With drier harvest conditions and warmer than average temperatures in Eastern WA, the 2014 season experienced growing degree-day accumulations to record numbers. This allowed for a wonderful, though compressed harvest and the red grapes were deeply colored and full flavored.
Merlot is typically one of the first grapes to ripen, which can result in high sugar content. In a hot year like 2014, it is very important to have a later ripening site for Merlot to allow the fruit to gain additional flavors while keeping overall balance. This is one reason why Minnick Hills Vineyard in the Walla Walla Valley is such a good site for growing Merlot.

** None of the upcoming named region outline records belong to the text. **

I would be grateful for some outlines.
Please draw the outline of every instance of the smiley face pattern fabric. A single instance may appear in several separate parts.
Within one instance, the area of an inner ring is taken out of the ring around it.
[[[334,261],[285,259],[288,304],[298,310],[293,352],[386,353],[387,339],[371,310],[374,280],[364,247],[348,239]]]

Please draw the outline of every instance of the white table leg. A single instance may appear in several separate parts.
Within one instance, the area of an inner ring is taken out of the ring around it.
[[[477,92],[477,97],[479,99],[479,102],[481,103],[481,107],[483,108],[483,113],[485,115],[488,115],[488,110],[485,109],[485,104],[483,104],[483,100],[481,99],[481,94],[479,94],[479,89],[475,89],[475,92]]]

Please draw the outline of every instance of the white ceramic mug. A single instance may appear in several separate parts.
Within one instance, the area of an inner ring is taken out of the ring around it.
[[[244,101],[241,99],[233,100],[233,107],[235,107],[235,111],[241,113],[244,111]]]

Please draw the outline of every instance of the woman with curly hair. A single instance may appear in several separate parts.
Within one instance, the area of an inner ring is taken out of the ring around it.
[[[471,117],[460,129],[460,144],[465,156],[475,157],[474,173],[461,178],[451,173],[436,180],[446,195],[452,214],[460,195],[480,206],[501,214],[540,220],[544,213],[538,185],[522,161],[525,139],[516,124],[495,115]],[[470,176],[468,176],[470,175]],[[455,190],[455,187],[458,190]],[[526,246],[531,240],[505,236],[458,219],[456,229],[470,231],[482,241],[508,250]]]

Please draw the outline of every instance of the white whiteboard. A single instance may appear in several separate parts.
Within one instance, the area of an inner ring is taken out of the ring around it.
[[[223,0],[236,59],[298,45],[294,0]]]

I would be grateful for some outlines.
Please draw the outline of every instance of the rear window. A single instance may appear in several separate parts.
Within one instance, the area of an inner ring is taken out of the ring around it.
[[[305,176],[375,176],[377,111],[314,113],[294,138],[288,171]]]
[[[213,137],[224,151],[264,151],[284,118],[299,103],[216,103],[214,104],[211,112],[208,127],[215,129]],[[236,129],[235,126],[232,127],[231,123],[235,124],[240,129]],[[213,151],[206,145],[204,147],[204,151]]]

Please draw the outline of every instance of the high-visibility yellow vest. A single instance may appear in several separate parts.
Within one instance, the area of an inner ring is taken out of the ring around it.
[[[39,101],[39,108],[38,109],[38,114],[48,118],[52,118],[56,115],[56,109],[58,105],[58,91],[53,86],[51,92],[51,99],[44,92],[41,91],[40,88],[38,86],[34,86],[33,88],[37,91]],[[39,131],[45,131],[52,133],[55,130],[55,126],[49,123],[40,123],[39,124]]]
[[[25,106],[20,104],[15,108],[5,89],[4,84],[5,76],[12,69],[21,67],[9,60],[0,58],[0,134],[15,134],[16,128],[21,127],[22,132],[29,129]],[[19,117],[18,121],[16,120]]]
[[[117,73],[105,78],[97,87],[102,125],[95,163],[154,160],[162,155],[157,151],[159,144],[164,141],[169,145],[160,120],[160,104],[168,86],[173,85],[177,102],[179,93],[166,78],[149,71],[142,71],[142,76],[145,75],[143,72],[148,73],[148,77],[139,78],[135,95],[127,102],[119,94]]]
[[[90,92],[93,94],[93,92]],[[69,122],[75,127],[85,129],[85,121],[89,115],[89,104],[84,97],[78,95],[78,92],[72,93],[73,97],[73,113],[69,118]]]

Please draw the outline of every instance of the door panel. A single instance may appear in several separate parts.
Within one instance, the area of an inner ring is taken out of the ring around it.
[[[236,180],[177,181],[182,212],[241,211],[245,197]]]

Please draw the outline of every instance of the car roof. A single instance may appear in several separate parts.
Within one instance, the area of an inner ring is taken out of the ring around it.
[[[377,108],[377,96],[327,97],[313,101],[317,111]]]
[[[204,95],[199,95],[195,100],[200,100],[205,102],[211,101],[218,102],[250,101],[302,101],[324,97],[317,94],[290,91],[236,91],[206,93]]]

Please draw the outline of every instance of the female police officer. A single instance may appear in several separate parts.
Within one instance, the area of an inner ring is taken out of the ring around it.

The south-facing slope, at 1150 ft elevation, is higher than most vineyards in Walla Walla, and perfectly suited to soaking up the warm sun while simultaneously drawing a welcoming breeze that creates good air circulation through the vines. The earth layers at Minnick Hills are a sought-after combination of Mt. Mazama volcanic ash content, with windblown loess; this provides deep, extremely well-drained soils. Good drainage means we don’t have to worry so much about an early frost, this allows for longer hang-time in the fall, giving the grapes time to fully ripen. The rich blackberry and dark cherry flavors and generous finish led us to reserve this exceptional small lot for our ANVIL program.
To determine which wines become ANVIL, we blind taste to compare all of our vineyard lots, which are kept separate; blind tasting is best to avoid bias towards a given wine. We could tell early on that this was a wine worthy of ANVIL, with an abundance of flavors and a thick, mouth-coating density.
Merlot benefits from the warm days and dry sandy conditions we have in Eastern Washington, it yields generous and velvety fruit that can rival the best Cabernets, without waiting an extra ten years for the wine to come around.